Standard imaging characteristics of mycotic pseudoaneurysm of the ascending aorta include a discontinuity in the aortic wall, a penetrating aortic ulcer, and a round or ovoid aneurysmal mass outside the aortic lumen, which is usually solitary and communicates with the ascending aorta via an identifiable opening. Additionally, the opening is frequently small and located on the anterior lateral wall of the ascending aorta, and the aneurysmal sac is frequently accompanied by a circular or irregular mural thrombus. Digital subtraction angiography (DSA) is effective in distinguishing between true and false aneurysms, and it can help determine the size and origin of the aneurysm. However, it is more intrusive. Computed tomography angiography (CTA) is the most common method for preoperative evaluation and postoperative follow-up as it can accurately assess the size, morphology, presence of mural thrombus, and adjacent relationship with surrounding tissues for true and false aneurysms.⁶ However, neither technique is appropriate for patients with iodine contrast allergy, renal insufficiency, or radiation exposure concerns.
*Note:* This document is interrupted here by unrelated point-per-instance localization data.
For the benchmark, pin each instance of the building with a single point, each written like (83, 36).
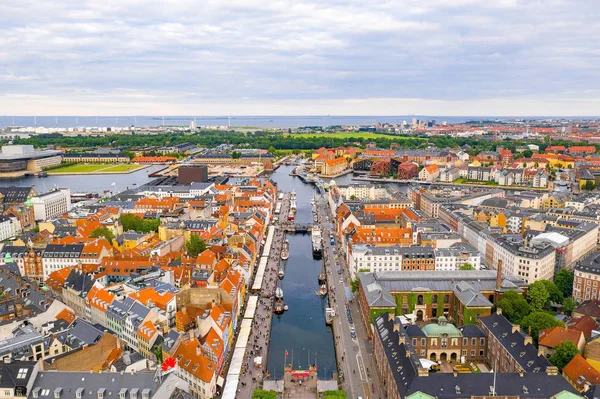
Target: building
(96, 158)
(332, 167)
(442, 341)
(581, 374)
(16, 160)
(449, 174)
(188, 174)
(52, 204)
(408, 170)
(429, 173)
(509, 350)
(397, 364)
(585, 281)
(430, 294)
(549, 338)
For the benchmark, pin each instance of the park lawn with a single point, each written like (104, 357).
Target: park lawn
(351, 135)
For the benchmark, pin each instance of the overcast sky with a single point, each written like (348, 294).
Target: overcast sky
(299, 57)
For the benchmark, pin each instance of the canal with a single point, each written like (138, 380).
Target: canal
(301, 331)
(86, 183)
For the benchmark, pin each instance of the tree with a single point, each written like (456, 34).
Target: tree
(589, 185)
(537, 296)
(136, 223)
(354, 285)
(514, 306)
(334, 394)
(103, 232)
(555, 295)
(564, 282)
(568, 305)
(563, 354)
(158, 354)
(537, 321)
(263, 394)
(195, 245)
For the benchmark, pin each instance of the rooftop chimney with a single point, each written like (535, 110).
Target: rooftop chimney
(499, 275)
Magnetic resonance imaging (MRI) allows for clear visualization of soft tissue structures and evaluation of the relationship between pseudoaneurysms and surrounding tissues, but it requires a longer examination time and has equipment limitations. Ultrasound offers real-time, noninvasive, inexpensive, and radiation-free benefits and can sensitively detect blood flow between the aneurysmal sac and ascending aorta. It can also differentiate between abscesses, cysts, and tumors, but its capabilities are limited by the acoustic window.⁷ DSA, CT, MRI, and ultrasound all have their respective advantages and disadvantages when diagnosing and assessing mycotic pseudoaneurysm of the ascending aorta. In clinical practice, the most appropriate examination method should be selected based on the specific condition of the patient and equipment availability. In this case, the patient was a child, and as there were no acoustic window restrictions, ultrasound was the method of choice for the imaging diagnosis. Its convenience and cost-effectiveness also made it the primary imaging tool for follow-up in this patient.

Conclusion

Mycotic pseudoaneurysm of the ascending aorta can be diagnosed in patients through various imaging modalities. For pediatric patients, ultrasound is the preferred diagnostic method for mycotic pseudoaneurysm of the ascending aorta.